つまり、ある文法カテゴリー、例えば過去形という奴をそれだけじいっと考察していてもあまり意味はないということだ。当該言語がどんな時制体系を持っているかによって意味も使用範囲も全く違ってくるからだ。現在-過去-未来しか持たない言語と過去完了、非完了、アオリストなどやたらとたくさんの時制形を持っている言語では「過去形」といっても全く別物なのである。
 語彙にしてもそうで、例えば「「てつだう」ってどういう意味ですか?」という類の質問をしてくるのは初期段階だけである。ちょっと学習が進むと必ず「手伝うと助けるはどう違うんですか?」というような質問をしてくるようになる。体系内での要素間の関係に目が行くようになるのだ。逆にいつまでも言語の体系性ということが実感として捉えられない人は語学のセンスがないのでせいぜい九官鳥と競争でもしていてほしい、とまでは言わないが(そんなことを言ったら私自身も相当長い間その口だったのだ。『25.なりそこなったチョムスキー』参照)、教師がいくら優秀でも途中で壁に突き当たる場合が多い。一生懸命勉強したはずの語学が使い物にならないのはどうしてなのかか自分でもわからず、結局教師の教え方が悪いからだ、と人のせいにしたりするのだ。

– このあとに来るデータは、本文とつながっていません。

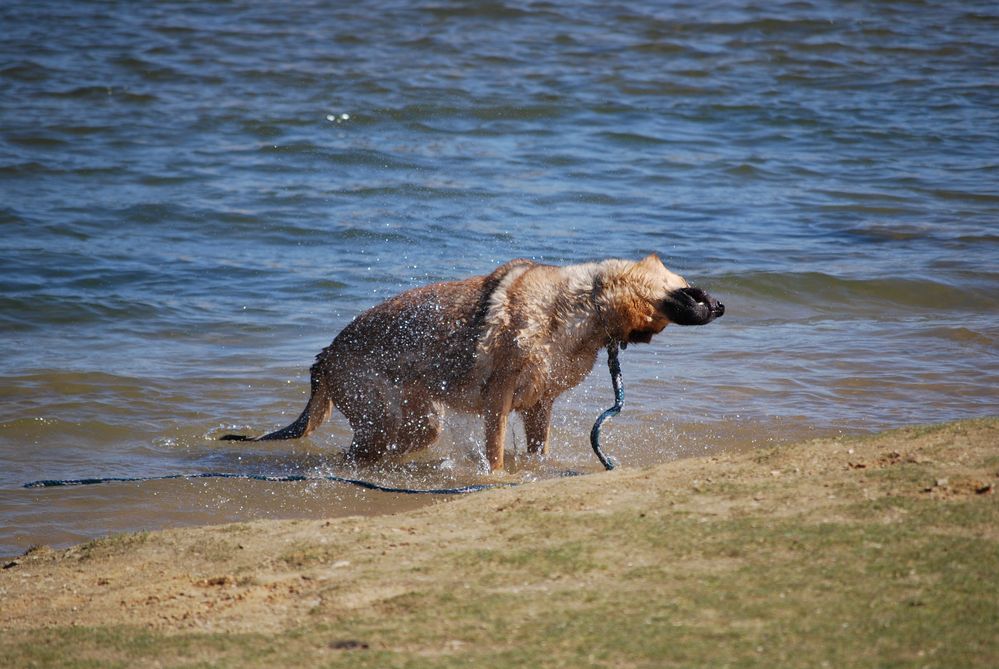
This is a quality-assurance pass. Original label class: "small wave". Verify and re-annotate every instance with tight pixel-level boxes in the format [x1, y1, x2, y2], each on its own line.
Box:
[712, 272, 999, 313]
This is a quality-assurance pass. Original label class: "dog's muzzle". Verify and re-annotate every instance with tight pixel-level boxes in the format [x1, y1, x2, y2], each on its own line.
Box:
[661, 286, 725, 325]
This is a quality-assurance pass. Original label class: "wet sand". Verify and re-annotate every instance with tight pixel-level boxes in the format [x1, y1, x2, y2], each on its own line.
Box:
[0, 418, 999, 666]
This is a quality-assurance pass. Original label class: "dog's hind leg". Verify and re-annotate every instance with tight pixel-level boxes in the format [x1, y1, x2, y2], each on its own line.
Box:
[337, 375, 402, 463]
[520, 399, 554, 455]
[396, 386, 441, 453]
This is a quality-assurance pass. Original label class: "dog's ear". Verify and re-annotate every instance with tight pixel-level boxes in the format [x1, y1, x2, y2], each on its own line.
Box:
[638, 253, 666, 270]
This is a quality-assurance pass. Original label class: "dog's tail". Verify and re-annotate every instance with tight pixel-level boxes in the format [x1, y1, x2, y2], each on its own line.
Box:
[219, 361, 333, 441]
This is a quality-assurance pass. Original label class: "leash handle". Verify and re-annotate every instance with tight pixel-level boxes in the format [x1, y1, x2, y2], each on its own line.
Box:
[590, 341, 624, 471]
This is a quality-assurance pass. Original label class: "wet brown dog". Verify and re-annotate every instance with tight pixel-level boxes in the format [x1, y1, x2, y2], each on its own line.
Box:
[222, 255, 725, 470]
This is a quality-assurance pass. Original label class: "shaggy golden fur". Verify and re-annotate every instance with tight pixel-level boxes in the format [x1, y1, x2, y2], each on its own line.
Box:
[223, 255, 724, 470]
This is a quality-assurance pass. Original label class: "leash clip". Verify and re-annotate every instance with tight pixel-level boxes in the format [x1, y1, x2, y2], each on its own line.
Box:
[590, 340, 624, 471]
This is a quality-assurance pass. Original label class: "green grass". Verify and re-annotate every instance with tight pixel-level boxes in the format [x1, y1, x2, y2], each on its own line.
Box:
[0, 414, 999, 669]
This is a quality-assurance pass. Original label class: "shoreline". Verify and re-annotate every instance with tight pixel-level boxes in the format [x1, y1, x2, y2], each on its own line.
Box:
[0, 417, 999, 667]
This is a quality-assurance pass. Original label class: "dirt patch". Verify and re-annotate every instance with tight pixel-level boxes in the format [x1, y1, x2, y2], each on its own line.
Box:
[0, 419, 999, 666]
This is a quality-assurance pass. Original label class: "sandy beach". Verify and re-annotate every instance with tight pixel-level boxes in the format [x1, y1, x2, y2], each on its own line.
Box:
[0, 418, 999, 667]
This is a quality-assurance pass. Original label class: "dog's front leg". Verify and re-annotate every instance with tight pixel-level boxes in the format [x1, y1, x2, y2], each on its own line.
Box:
[485, 384, 513, 471]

 話は少しワープするが、映画も一つ一つの作品を単発でバラバラ無作為に鑑賞したり紹介していてもどうにもならないことがある、と私は思っている。作品Aが当該体系内の作品Bとの関連で初めて意味を持ってくることもあると。ただ、映画では全体として統一の取れた体系というものをきちんと枠組みすることが難しい。いわゆる「ジャンル」というのは枠にはならない。映画芸術発生以来100年余り連綿と作られてきた、またこれからも作られていく映画をポンポンジャンルという箱の中に放り込んだところで収集も統一も取れていないばかりか、どのジャンルにいれたらいいのか人によって違う映画も多い上に(『タイタニック』は恋愛映画なのかアクション映画なのか?)、そもそもジャンルというもの自体、いったいどうやって定義したらいいのか曖昧なこともある(「ブロックバスター」というのは果たして一つのジャンルや否や)からだ。つまり映画のジャンルというものは雑多な映画のテキトーな集合に過ぎない。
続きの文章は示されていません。